The fall foliage colors were at their peak and we were prepared for our final trip of the season as we launched the family pontoon for an autumn “leaf peeping” weekend afloat. Our favorite college and pro football teams were playing that Saturday and Sunday, so we had packed a portable TV and all the fixings for a pair of tailgate parties aboard the pontoon. Since we intended to sleep out “on the hook” and under a full camper canvas that night, we had sleeping bags, a propane lantern and plenty of fishing tackle aboard.
It was a crisp Saturday morning after a full week of below-average temperatures, and thin panes of ice lingered in the shadows around the launch ramp as we got an early start. I realized it was going to be a short trip when I turned the key to fire the outboard. There was just enough juice in the starting battery to turn the motor over a half dozen times before it groaned and gave up. I knew better than to try again and without a back-up I was dead in the water. A close look at the battery’s scratch-off purchase date sticker showed that I had already benefited from an extra couple of months of power beyond cell’s 24 month life expectancy, and figured I had finally punched through the battery’s juice envelope.
We decided to make the best of the situation and left the boat tied to the deserted dock as we enjoyed a traditional pre-game tailgate party around the trailer in the parking lot. As kickoff time approached, the sun had been overhead for a couple of hours and warmed things up significantly. When I returned to the rig and gave the key a token turn before loading the boat back onto the trailer, the “expired” battery fired that engine like it was brand new!

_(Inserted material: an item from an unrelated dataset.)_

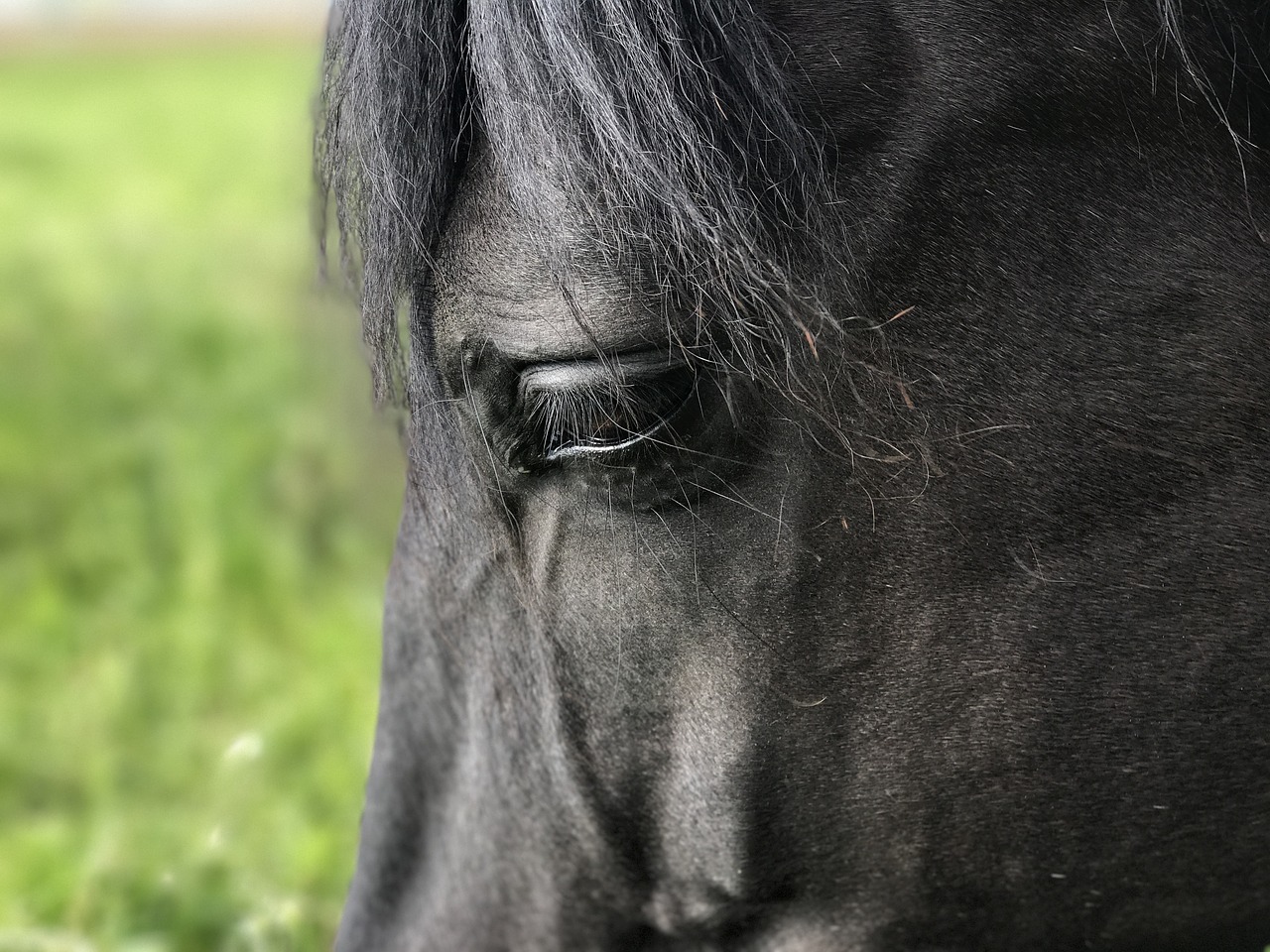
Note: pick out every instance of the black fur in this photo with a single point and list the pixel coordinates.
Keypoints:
(939, 616)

The weekend was saved and we enjoyed a wonderful autumn cruise before putting the rig away for the season, but not before leaving a note to myself that I needed to buy a new battery before breaking it out for the start of the next.
Experience and research since that incident have combined to make me a bit more battery savvy. For example, in addition to being past its prime, the reasons my battery failed to start the outboard at the beginning of that brisk autumn were threefold: before the sun had a chance to warm things up, the oil in the engine was still thick with the chill, making cranking efforts more difficult. The cold also kept the gasoline from vaporizing – and firing –as easily as the fuel did once conditions warmed up. And, finally, the battery itself was not fully charged from the previous weekend, which had also been frigid and had hampered the cell’s charging efficiency from the outboard.
I’ve also learned that the best way to extend a battery’s life expectancy is to offer the proper off-season care. That includes:
-Disconnecting terminal connections to eliminate any electrical loads
-Cleaning corrosion off the terminals and cable connections
-If the battery has removable vent caps, removing and filling each cell to the proper level
-Fully charging the battery before storing it
-Charging the battery at regular intervals during the off-season
For extended periods of non-use, you can leave the battery on the boat or move it to an inside location such as a garage or basement for storage; just make sure there is plenty of ventilation and the battery will not be exposed to excessive heat. As long as you keep the battery charged, using a trickle or automatic charger, even sub-freezing temperatures will do it no harm. I find that keeping the battery in a visible and accessible location in my garage helps remind me – and makes it convenient — to keep it juiced during the off-season.